Abstract

Using pBR322- and pUC-derived plasmid vectors, a homologous (Escherichia coli native esterase) and three heterologous proteins (human interleukin-2, human interleukin-6, and Zymomonas levansucrase) were synthesized in E. coli IC2015(recA::lacZ) and GY4786 (sfiA::lacZ) strains. Via time-course measurement of beta-galactosidase activity in each recombinant culture, the SOS induction was estimated in detail and the results were systematically compared. In recombinant E. coli, the SOS response did not happen either with the recombinant insert-negative plasmid backbone alone or the expression vectors containing the homologous gene.

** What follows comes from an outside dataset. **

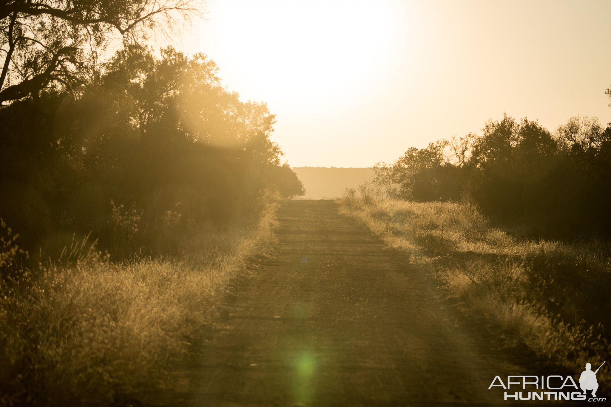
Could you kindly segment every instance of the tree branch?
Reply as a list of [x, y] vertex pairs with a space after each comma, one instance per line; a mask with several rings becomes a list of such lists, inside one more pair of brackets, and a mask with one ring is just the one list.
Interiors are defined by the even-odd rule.
[[13, 28], [15, 27], [15, 23], [17, 20], [17, 13], [13, 13], [13, 16], [10, 19], [10, 25], [9, 26], [9, 51], [6, 53], [4, 59], [4, 65], [2, 68], [2, 73], [0, 73], [0, 90], [2, 89], [4, 84], [4, 80], [6, 79], [6, 74], [9, 72], [9, 66], [10, 65], [11, 58], [13, 56], [13, 51], [15, 51], [15, 41], [13, 40]]
[[57, 66], [65, 60], [60, 59], [60, 57], [76, 52], [78, 49], [78, 48], [73, 46], [65, 46], [60, 48], [53, 56], [49, 66], [44, 72], [19, 84], [9, 86], [0, 92], [0, 103], [25, 98], [46, 87], [53, 78], [53, 72], [57, 69]]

Irrespective of gene expression level and toxic activity of synthesized foreign proteins, the SOS response was induced only when the heterologous genes were expressed using a particular plasmid vector, indicating strong dependence on the recombinant gene clone and the selection of a plasmid vector system. It is suggested that in recombinant E. coli the SOS response (i.e., activation of recA expression and initial sfiA expression) may be related neither to metabolic burden nor toxic cellular event(s) by synthesized heterologous protein, but may be provoked by foreign gene-specific interaction between a foreign gene and a plasmid vector. Unlike in E. coli XL1-blue(recA(-)) strains used, all expression vectors encoding each of the three heterologous proteins were multimerized in E. coli IC2015 strains in the course of cultivation, whereas the expression vectors containing the homologous gene never formed the plasmid multimers. The extent of multimerization was also dependent on a foreign gene insert in the expression vector. As a dominant effect of the SOS induction, recombinant plasmid vectors used for heterologous protein expression appear to significantly form various multimers in the recA(+) E. coli host.